El contramaestre todavía mostraba en su rostro una expresión de dolor, así que los tres esperaron unos minutos antes de proseguir. Cada ráfaga de viento hacía temblar el puente de mando y la lluvia azotaba las ventanas sacudiendo sus marcos. Deryn sintió que el suelo se movía bajo sus pies. La aerobestia estaba flexionando su cuerpo, alejando el rostro de la fuerza de la tormenta. Al estar tan cerca de la cola, era fácil sentir cualquier cambio del gigantesco cuerpo, era como estar en el extremo de un enorme y lento látigo.

Todos los flechastes crujían a su alrededor y un desconocido chirrido de metal llegó hasta ellos mezclado entre los sonidos del viento y la lluvia. El cable que salía hacia la tormenta se tensó junto a Deryn, más tarde vibró y finalmente se aflojó.

—Maldita sea —suspiró el contramaestre—. Seguro que este cable al final habrá resultado ser demasiado corto.

—¡Sin embargo, las mediciones del señor Tesla fueron bastante precisas! —apuntó Alek.

—Sí, por supuesto que lo fueron —Deryn sacudió la cabeza—. Demasiado precisas. Seguramente pensó en el Leviathan como un zepelín, una cosa muerta, rígida de proa a popa, pero una aerobestia se curva y mucho más de lo habitual si se encuentra en una condenada tormenta como esta.

Alek se puso de pie y miró al exterior.

—Tal vez alguien debería habérselo mencionado.

—Su señor Tesla nunca se toma la molestia de preguntar —dijo el contramaestre rotundamente—. Sin embargo, las reparaciones tendrán que esperar, puesto que pronto van a poner en marcha los motores de nuevo.

Parecía que Alek quería discutir, pero Deryn puso una mano sobre su hombro.

—Por ahora están parados, señor Rigby —Deryn se acercó a la ventana, protegiéndose los ojos con las manos—. Y pronto escampará.

El contramaestre resopló.

—Está bien. Salga y eche un vistazo.

Deryn abrió un poco la puerta y se escabulló hacia la borrascosa extensión de la parte superior. Un momento después, algo llamó su atención. A unos quinientos pies de distancia, cerca de la base de la joroba, un destello plateado bailaba bajo la lluvia.

—Un extremo del cable se ha soltado, señor —gritó por encima del hombro—. Tal vez unas veinte yardas, ¡y está dando sacudidas en el viento!

El señor Rigby se puso de pie y se unió a ella junto a la puerta, y a continuación soltó una palabrota.

—¡Cuando los motores vuelvan a ponerse en marcha, aún se agitará más! ¡Incluso podría llegar a cortar la membrana!

Se acercó a la escotilla que daba al vientre de la nave.

—Me temo que tendrá que volver a salir, muchacho, y asegurar los dos cabos sueltos. Voy a buscar un lagarto mensajero y comunicaré al puente que mantenga los motores parados un poco más.

—A sus órdenes, señor.

Deryn se puso otra vez los guantes.

El contramaestre se detuvo un momento cuando iba a bajar por la escotilla.

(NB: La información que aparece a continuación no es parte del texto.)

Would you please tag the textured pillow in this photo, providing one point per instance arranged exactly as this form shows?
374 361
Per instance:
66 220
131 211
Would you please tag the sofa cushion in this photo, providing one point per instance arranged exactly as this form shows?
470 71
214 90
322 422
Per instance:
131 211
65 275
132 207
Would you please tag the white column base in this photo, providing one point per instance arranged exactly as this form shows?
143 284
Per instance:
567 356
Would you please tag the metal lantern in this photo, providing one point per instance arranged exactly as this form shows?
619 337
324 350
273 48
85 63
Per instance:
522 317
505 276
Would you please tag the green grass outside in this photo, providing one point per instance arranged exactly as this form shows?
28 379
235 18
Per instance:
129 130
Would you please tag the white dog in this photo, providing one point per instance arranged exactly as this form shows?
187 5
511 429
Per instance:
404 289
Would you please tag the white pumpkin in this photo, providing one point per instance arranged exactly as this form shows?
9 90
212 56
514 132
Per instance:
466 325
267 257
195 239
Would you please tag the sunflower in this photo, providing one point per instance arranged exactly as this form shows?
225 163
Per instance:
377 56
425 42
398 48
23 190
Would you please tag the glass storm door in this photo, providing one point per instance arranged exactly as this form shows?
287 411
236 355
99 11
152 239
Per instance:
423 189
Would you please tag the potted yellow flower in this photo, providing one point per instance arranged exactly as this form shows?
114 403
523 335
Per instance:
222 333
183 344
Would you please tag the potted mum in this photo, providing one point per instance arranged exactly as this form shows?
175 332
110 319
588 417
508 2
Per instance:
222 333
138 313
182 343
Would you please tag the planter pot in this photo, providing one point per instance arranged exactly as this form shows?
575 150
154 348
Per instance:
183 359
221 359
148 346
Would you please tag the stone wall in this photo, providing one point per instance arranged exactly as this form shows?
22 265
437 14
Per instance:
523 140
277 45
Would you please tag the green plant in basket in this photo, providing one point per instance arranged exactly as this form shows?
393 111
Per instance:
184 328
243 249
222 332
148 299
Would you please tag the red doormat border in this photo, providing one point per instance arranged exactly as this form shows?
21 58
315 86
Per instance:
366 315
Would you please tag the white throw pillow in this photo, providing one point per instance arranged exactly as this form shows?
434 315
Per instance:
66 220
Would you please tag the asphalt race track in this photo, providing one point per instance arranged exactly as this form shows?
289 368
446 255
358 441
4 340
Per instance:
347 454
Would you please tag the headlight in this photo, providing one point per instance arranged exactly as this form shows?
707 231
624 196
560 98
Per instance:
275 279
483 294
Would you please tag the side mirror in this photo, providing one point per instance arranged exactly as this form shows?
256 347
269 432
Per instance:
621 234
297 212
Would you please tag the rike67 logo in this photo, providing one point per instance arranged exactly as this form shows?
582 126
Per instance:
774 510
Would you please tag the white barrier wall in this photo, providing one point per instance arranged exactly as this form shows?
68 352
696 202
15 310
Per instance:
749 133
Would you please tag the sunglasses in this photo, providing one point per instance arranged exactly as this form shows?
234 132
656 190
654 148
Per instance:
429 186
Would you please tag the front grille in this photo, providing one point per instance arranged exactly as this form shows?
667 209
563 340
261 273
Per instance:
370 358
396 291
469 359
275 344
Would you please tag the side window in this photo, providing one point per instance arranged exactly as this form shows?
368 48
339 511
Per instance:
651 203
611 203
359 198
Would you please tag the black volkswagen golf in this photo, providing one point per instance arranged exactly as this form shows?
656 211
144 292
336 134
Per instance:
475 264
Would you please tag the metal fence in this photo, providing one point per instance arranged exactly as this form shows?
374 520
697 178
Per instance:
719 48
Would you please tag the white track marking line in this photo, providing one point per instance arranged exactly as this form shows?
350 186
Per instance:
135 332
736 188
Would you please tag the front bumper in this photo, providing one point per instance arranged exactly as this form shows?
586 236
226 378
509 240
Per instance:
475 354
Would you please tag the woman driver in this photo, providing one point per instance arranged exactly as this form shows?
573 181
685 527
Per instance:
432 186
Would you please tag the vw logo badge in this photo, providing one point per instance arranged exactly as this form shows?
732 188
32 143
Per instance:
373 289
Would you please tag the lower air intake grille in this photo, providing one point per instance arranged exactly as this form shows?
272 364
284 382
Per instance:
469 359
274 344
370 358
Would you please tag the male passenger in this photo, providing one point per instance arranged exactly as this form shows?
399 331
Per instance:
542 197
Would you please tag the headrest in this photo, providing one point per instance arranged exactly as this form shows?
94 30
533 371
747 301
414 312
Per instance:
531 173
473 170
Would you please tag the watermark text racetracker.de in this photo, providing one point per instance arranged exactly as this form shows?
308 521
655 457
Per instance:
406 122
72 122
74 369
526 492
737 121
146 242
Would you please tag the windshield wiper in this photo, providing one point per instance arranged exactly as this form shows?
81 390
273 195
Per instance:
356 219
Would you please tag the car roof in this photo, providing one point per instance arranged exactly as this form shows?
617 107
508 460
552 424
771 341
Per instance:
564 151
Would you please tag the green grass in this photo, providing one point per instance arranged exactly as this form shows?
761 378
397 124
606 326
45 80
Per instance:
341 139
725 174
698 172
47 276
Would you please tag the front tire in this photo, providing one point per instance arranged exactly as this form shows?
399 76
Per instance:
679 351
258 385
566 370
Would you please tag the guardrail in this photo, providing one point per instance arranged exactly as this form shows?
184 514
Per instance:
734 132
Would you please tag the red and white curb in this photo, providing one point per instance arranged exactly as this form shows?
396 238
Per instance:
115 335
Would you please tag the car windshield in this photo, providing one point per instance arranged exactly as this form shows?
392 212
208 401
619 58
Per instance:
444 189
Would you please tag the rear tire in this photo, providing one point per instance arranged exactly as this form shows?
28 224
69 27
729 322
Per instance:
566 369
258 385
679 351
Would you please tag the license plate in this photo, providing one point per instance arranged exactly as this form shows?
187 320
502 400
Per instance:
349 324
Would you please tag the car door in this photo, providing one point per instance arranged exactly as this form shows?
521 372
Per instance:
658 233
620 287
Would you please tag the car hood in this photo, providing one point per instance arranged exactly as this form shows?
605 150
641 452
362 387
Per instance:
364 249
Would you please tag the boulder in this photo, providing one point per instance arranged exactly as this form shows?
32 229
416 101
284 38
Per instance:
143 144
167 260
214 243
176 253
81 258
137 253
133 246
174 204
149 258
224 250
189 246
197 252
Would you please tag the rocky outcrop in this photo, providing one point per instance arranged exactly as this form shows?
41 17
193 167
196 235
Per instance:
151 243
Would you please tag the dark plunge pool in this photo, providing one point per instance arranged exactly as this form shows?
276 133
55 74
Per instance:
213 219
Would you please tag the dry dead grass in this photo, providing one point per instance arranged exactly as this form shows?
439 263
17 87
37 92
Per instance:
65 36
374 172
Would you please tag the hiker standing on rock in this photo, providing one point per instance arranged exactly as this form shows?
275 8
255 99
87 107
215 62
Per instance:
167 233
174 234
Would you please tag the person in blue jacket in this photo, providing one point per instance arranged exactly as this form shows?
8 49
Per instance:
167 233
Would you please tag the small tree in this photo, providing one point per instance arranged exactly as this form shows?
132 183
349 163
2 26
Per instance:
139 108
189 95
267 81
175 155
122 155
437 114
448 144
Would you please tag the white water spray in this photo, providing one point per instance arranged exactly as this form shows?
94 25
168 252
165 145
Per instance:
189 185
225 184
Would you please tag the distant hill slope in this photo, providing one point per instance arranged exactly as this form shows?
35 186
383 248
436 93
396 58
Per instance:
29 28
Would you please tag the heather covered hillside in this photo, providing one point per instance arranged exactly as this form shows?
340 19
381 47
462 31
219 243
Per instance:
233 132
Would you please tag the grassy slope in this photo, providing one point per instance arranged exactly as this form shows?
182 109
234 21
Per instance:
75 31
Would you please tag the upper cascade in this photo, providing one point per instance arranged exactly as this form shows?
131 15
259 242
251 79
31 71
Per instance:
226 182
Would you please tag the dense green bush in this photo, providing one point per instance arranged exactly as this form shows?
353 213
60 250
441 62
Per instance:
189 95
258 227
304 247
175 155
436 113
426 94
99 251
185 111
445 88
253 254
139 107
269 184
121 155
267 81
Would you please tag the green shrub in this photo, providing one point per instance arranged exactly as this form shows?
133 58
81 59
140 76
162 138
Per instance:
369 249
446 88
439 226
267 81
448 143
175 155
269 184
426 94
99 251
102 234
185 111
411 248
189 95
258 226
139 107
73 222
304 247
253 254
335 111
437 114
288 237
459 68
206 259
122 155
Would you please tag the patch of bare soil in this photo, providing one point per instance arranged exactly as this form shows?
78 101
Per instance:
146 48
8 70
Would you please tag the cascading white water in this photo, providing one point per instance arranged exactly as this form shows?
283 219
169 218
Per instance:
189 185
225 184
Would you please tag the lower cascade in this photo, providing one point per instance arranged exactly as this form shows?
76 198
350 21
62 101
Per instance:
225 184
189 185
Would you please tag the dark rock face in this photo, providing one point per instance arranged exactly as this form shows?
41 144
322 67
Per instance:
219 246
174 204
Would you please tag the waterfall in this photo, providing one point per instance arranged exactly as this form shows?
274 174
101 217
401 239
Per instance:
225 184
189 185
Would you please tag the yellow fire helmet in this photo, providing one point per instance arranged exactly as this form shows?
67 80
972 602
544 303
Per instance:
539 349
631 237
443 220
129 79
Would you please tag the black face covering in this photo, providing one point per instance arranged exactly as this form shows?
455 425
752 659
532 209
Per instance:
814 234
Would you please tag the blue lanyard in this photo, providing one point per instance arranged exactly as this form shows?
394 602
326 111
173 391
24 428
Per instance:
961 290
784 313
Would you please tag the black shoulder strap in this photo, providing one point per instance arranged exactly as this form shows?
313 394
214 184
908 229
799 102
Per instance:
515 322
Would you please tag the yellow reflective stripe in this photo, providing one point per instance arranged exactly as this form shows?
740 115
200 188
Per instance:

—Espere unos minutos para asegurarse de que he podido entregar el mensaje, y a continuación hágalo rápido. ¡Pase lo que pase, no quiero que esté ahí fuera a toda máquina!

El contramaestre bajó a toda prisa y Deryn empezó a buscar en los cajones de piezas de recambio. Lo único que necesitaba era unos alicates y un trozo de cable.

—Salgo contigo —dijo Alek.

Ella iba a decir que no aunque, por otra parte, el contramaestre no había dado órdenes indicando aquello ni lo contrario, y además ella podía hacer el trabajo. Pero si el mensaje del señor Rigby llegaba demasiado tarde y la nave avanzaba a toda velocidad de nuevo, cualquiera que estuviese solo ahí afuera corría el riesgo de ser arrastrado hacia el mar.

Además, ¿quién sabe lo que sería capaz de hacer Alek si lo dejaba allí solo?

—No tengo miedo —añadió él.

—Pues deberías tenerlo. Aunque tienes razón, es mejor si nos mantenemos unidos. Pásame esa cuerda —pidió Deryn.